5. Observation modes¶
PowerZoo defines five canonical observation modes. The list lives in code at powerzoo.tasks.observation:
from powerzoo.tasks.observation import OBSERVATION_MODES
print(OBSERVATION_MODES)
# ('global', 'local', 'local_plus_forecast', 'local_plus_voltage', 'ders_local')
Each mode is a tuple of feature names that the task adapter materialises into a per-agent Box observation. Tasks declare which modes they support via make_observation_config(...); you can inspect the actual field order via get_observation_fields() on the adapter.
| Mode | What the agent sees | Used as |
|---|---|---|
global |
Shared grid summary (total load, normalized line flows, time features) plus the agent's immutable parameters. | Easiest setting; closest to centralised training (CTDE). |
local |
Only the agent's own state and adjacent grid signals. No system-wide summary. | Hardest default setting; typically only solvable with learned communication. |
local_plus_forecast |
local plus the task's declared forecast window (load and / or price and / or availability). |
Medium setting; lets you study how forecast quality affects performance. |
local_plus_voltage |
local plus a per-feeder or per-zone voltage summary. |
Distribution-side tasks where voltage is the binding safety signal but you do not want to give away the global state. |
ders_local |
Compact local layout for heterogeneous DER fleets, in a uniform per-agent vector typed by resource role. |
marl_ders_benchmark and similar mixed-resource tasks. |
The default mode for each public task lives on the task class itself; get_public_task_info(name)['default_observation_mode'] reports the current value.

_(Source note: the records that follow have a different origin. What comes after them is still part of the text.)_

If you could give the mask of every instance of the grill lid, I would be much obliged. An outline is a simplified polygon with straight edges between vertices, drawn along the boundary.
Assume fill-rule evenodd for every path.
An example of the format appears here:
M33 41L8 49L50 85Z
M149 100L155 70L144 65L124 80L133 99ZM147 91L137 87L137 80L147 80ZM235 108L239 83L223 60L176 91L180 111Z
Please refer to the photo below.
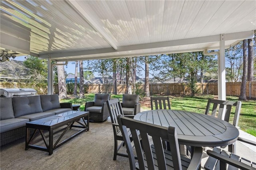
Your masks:
M1 97L35 95L37 92L33 89L0 89Z

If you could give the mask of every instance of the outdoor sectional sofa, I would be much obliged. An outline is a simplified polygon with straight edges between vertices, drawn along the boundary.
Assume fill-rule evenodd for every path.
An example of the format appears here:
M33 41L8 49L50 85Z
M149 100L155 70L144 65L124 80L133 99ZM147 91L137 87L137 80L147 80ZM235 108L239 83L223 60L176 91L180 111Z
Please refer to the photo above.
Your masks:
M58 95L0 98L0 146L24 137L26 123L72 110Z

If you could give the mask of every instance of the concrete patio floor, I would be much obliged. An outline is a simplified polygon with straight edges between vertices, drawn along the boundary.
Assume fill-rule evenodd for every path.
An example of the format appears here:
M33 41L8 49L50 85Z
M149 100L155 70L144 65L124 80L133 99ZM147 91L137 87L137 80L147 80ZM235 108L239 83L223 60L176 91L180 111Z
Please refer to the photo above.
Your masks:
M118 156L113 160L114 135L110 118L103 123L90 123L90 131L83 132L54 150L25 150L25 138L1 147L0 169L4 170L129 170L128 158ZM241 131L243 137L256 137ZM256 162L256 147L237 142L237 154ZM122 151L125 152L125 147ZM207 159L204 154L202 169Z

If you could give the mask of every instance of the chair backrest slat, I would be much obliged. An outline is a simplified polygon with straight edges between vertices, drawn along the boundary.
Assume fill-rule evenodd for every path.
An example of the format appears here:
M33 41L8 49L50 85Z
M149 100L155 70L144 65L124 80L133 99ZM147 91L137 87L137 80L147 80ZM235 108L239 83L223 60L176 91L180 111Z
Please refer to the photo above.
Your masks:
M119 115L124 115L119 99L115 99L108 100L107 101L107 104L112 123L118 124L118 116ZM113 128L114 128L114 132L115 131L116 134L120 130L120 128L118 126L113 126Z
M210 113L211 105L212 104L213 106ZM233 125L237 126L241 105L242 102L240 101L227 101L209 99L205 114L229 122L232 107L235 107L235 115L232 123Z
M169 127L168 128L125 117L122 115L118 115L118 119L122 134L125 139L124 142L128 153L129 159L131 160L130 161L131 170L136 169L135 161L132 147L126 130L127 128L129 128L132 132L140 169L144 169L146 165L148 169L154 169L155 168L154 165L155 160L153 158L155 157L153 157L152 152L154 149L151 146L152 142L154 147L153 152L156 157L158 169L166 169L166 159L162 144L163 140L169 142L174 169L181 169L179 144L175 127ZM152 137L152 141L150 142L149 136ZM140 138L141 139L141 142ZM146 156L146 163L144 162L143 153Z
M170 99L167 97L150 97L151 110L155 109L170 109Z

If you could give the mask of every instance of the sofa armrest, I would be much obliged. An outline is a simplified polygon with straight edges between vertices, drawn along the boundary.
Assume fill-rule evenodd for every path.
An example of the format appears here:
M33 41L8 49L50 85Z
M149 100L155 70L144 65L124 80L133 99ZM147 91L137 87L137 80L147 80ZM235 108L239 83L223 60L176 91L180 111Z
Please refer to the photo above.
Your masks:
M61 103L60 104L61 108L70 108L73 110L72 103Z
M140 103L137 103L134 106L134 115L140 112Z
M87 107L93 106L94 104L94 101L87 101L85 103L85 106L84 106L84 111L86 111L86 109Z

| Task | Default mode | Other modes typically supported |
|---|---|---|
marl_opf, marl_uc, opf_118, opf_118_7d |
global |
local, local_plus_forecast |
marl_der_arbitrage |
local_plus_forecast |
local, local_plus_voltage |
marl_ders_benchmark |
ders_local |
local, local_plus_voltage |
marl_ev_v2g |
local_plus_forecast |
local |
battery_arbitrage, dc_scheduling, dc_microgrid* |
flattened (single-agent) |
n/a |
You can convert one task into a difficulty ladder simply by switching modes:
from powerzoo.tasks import make_task_env
easy = make_task_env("marl_opf", split="train", obs_mode="global")
medium = make_task_env("marl_opf", split="train", obs_mode="local_plus_forecast")
hard = make_task_env("marl_opf", split="train", obs_mode="local")
6. The envs / tasks / wrappers boundary¶
PowerZoo keeps three packages strictly separated, each owning a single concern:
flowchart LR
subgraph envs ["envs/ — physical simulation"]
E1[GridEnv / ResourceEnv / PowerEnv]
E2[time progression, PF, cost_*]
end
subgraph tasks ["tasks/ — benchmark presets + adapters"]
T1[Task definitions]
T2[Adapters\n(OPF / UC / Resource / EV)]
T3[Public benchmark set + registry]
end
subgraph wrappers ["wrappers/ — generic API adaptation"]
W1[Gymnasium / Flatten / Normalize]
W2[SafeRL / Forecast / MARL]
end
envs --> tasks
tasks --> wrappers
The arrows are one-directional. envs/ must work standalone (no tasks/ import). wrappers/ must not patch task-specific bugs — those go in tasks/ or envs/. Adapters in powerzoo/tasks/adapters/ parse task-level actions, call the underlying PowerEnv, package per-agent info, cost and costs, and expose get_observation_fields(). They do not re-implement physics.
7. Public benchmark set¶
The explicit, stable public benchmark set is powerzoo.tasks.public.PUBLIC_TASKS:
from powerzoo.tasks import PUBLIC_TASKS, list_public_tasks, get_public_task_catalog
print(PUBLIC_TASKS)
print(list_public_tasks())
catalog = get_public_task_catalog()
print(catalog[0]['task_id'], catalog[0]['default_episode_horizon_steps'])
To stay in PUBLIC_TASKS, a task must:
- Be registered in
powerzoo.tasks.registry. - Be documented and instantiable via
make_task_env(name, split=...). - Be smoke-tested on at least one episode for each of
train/val/test. - Be consistent with the contract on this page.
Registered-but-incomplete tasks (joint_trans_dist*, atomic validation presets, …) remain accessible through list_tasks() and make_task_env(...) but are not part of the public benchmark set.